Glad India didn’t go with Paulson's advice: Prof Joseph Stiglitz
When the world’s biggest economy gambles with other people’s money, blaming smaller nations which pay the price, it only protects a system that’s flawed and rotten.
In one of the bleakest forecast for the West, Stiglitz sees more pain if economies in Europe and the US go on an austerity drive to improve their deficits. Stiglitz is certain that there would be more mortgage defaults and unemployment in the US would not reach normal levels until the middle of the decade. “We expect the number in 2010 to be larger than in 2009. Things are getting worse.

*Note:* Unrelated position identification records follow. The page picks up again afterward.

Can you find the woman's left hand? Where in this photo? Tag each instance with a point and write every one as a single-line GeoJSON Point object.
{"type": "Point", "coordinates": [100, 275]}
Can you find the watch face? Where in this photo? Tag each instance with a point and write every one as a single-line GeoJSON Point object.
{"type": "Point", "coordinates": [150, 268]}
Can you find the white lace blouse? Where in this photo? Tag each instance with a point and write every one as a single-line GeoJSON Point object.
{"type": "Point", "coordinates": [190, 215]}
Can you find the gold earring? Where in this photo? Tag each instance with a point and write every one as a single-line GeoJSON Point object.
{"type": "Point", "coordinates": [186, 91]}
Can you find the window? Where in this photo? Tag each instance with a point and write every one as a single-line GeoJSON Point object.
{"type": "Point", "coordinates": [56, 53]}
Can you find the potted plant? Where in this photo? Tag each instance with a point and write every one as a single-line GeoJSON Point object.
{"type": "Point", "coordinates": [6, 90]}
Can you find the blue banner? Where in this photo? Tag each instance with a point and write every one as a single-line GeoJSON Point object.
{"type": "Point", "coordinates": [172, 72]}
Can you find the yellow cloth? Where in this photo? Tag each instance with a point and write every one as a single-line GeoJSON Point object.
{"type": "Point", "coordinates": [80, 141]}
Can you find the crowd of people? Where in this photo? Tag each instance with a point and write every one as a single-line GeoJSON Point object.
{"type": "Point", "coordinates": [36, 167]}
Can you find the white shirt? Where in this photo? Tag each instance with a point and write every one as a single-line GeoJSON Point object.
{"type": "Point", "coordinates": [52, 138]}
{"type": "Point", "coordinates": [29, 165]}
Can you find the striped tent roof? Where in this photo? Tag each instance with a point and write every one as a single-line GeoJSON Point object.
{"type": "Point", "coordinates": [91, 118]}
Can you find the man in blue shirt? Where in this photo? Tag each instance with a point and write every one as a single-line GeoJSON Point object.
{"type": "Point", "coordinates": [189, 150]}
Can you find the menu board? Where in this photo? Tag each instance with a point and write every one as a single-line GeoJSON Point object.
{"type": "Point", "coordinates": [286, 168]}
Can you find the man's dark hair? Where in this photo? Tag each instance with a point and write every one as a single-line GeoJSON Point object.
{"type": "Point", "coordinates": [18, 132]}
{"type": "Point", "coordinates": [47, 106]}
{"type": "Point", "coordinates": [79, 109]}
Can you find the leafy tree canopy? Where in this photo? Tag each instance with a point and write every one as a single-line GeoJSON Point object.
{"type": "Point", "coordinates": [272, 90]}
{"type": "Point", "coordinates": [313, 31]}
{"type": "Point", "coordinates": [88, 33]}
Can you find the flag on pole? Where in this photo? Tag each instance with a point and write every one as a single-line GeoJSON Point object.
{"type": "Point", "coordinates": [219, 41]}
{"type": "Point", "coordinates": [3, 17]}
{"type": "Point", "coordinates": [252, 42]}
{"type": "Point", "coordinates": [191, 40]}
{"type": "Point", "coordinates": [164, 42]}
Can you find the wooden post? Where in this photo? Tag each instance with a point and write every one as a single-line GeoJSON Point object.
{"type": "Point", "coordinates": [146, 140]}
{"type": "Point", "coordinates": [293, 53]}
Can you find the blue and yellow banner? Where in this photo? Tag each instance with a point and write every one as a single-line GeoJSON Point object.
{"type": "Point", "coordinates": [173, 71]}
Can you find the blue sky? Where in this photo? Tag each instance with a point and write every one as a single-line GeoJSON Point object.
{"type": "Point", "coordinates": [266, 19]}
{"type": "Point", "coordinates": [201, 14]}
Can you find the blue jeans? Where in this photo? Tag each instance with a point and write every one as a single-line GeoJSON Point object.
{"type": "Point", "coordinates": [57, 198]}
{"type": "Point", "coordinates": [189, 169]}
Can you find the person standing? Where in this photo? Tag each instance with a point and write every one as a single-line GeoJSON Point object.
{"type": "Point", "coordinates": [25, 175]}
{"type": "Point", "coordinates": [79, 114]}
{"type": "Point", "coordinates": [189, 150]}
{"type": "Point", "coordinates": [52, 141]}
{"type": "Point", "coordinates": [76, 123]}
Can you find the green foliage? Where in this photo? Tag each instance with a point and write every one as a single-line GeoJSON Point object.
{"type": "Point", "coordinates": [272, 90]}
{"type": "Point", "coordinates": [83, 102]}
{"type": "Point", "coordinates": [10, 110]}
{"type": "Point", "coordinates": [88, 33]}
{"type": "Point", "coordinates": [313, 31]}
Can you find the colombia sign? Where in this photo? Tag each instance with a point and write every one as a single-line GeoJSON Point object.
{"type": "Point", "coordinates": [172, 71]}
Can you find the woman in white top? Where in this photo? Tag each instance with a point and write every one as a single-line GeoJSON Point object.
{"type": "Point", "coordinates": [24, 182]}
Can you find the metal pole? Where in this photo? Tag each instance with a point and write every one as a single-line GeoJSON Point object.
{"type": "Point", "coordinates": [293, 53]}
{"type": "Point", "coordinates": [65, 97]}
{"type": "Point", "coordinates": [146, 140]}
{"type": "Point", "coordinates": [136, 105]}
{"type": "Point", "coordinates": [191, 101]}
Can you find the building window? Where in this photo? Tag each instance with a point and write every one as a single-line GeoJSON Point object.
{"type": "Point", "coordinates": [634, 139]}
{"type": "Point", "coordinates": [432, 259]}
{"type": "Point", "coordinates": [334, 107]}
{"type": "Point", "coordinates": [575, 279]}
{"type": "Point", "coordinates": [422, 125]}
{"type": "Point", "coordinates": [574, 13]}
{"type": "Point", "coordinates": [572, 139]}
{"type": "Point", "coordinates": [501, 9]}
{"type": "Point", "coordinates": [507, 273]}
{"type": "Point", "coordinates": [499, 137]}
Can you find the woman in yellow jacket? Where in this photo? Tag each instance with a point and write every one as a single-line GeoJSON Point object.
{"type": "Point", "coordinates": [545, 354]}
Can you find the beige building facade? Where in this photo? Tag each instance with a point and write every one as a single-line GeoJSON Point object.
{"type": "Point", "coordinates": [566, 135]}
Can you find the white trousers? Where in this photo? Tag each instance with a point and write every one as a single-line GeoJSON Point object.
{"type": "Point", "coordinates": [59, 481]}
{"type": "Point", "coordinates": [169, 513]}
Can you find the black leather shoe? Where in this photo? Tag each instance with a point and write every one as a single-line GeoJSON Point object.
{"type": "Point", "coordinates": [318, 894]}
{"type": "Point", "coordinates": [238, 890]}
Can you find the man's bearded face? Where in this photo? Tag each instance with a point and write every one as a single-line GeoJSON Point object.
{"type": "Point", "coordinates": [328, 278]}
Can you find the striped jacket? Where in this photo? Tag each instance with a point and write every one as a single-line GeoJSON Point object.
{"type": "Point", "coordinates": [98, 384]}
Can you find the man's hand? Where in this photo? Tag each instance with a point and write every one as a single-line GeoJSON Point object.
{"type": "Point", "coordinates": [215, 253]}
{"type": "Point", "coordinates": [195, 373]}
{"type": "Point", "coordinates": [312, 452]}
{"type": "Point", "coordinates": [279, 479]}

That’s one of the reasons why I am not optimistic about a quick recovery.”
Stiglitz, a winner of the 2001 Nobel Prize and the John Bates Clark medal in 1979, awarded to economists under 40, came into limelight with his attacks on economic orthodoxy in the wake of the 1997 Asian crisis. The International Monetary Fund, or IMF, had imposed stringent austerity measures, which meant swinging cuts in the budget deficit and government spending, as currencies plunged in the wake of a balance of payment crisis.
Stiglitz’s ferocious attacks on the IMF’s standard prescriptions, both for dealing with crises as well as the broad gamut of free-market policies known as the ‘Washington Consensus’, reportedly led to his firing in 2000 from the World Bank. Ten years later, Europe is following the same policies, he says.
Stiglitz is happy that India did not follow the policies prescribed by the US. “Our regulatory structure was very flawed. People like (Henry) Paulson — who helped create the problem — were telling India that you should follow the American way. I am glad that you didn’t follow Paulson’s advice.”